My wife Dena (after 17 years and 2 kids) is still the 2nd best choice I ever made after Jesus. Jim Deweese

-- Jim Deweese (jedeweese@juno.com), April 16, 2001.

I agree. My Wife is the best thing I ever did. Period. Everything else is branched off of her, Kids , critters, farm , and basic desire to be and do. Maybe some day I can be a good enough hubby.

-- Tom (Calfarm@msn.com), April 16, 2001.

I have two viewpoints on this one. I was married the first time for 28 years and two weeks. She died in April (22) of 1994. Naturally I was crushed. You miss them more each time something familar happens. Something new, the birth of our first grandchild which she never saw. In fact never new the little guy was on the way. For some reason, that one hit me pretty hard. I know my daughter misses her two. But, the cycle continues. I married a wonderful woman, 100 % different from my first wife. She is also 16 years younger than me, in fact is only 5 years older than my daughter. Having lost a soulmate once, makes me feel luckier than I ought to be to have found such a woman. Hang in there Pat. Your husband would have wanted you to be happy. It's over two years......step out a little.....

Hug. Rick

-- Rick Powell (rpowell@email.ccis.edu), April 17, 2001.


HI PAT. I AGREE WITH YOU . I LOST MY FIRST HUSBAND SUDDENLY AFTER 29YRS,7MONTHS AND 2 WEEKS. HE WAS ONLY 50. HE PASSED AWAY SUDDENLY AND WE WERE DEVASTATED. WHEN YOU HAVE A GOOD SPOUSE THAT LOVES ANDWILL DO ANYTHING FOR YOU, YOU SHOULD NEVER TAKE THEM FOR GRANTED.My faith and my children,grandchildren and friends. You never realize what you have until it's gone. Mike, always kissedme before he went to work. So when I left for my Nursing Office little did I know that it was the last time. I was able to heal and help others. Almost 2 years later I married my High School Sweetheart. His wife passed away the month before my Husband. Almost a year later he came b ACK TO uPSTATE NY TO LIVE. WE FELL IN Love and were married. I thank God for 2 wonderful Husbands. I also take one day at a time.

-- PRISCILLA (GP83196@AOL.COM), April 19, 2001.

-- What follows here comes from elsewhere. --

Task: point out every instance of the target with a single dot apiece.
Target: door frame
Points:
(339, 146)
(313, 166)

[[[[[Pat]]]]] <-- that's a big hug.

Dad passed on six years ago, I miss chatting with him. And wish he could play with his granddaughter.

It took me 30 years to find my wife, And I know how lucky I am to have a great woman. Someone who shares my values, we've yet to have a real arguement. Yes, we sometimes do not agree, but we work out the details.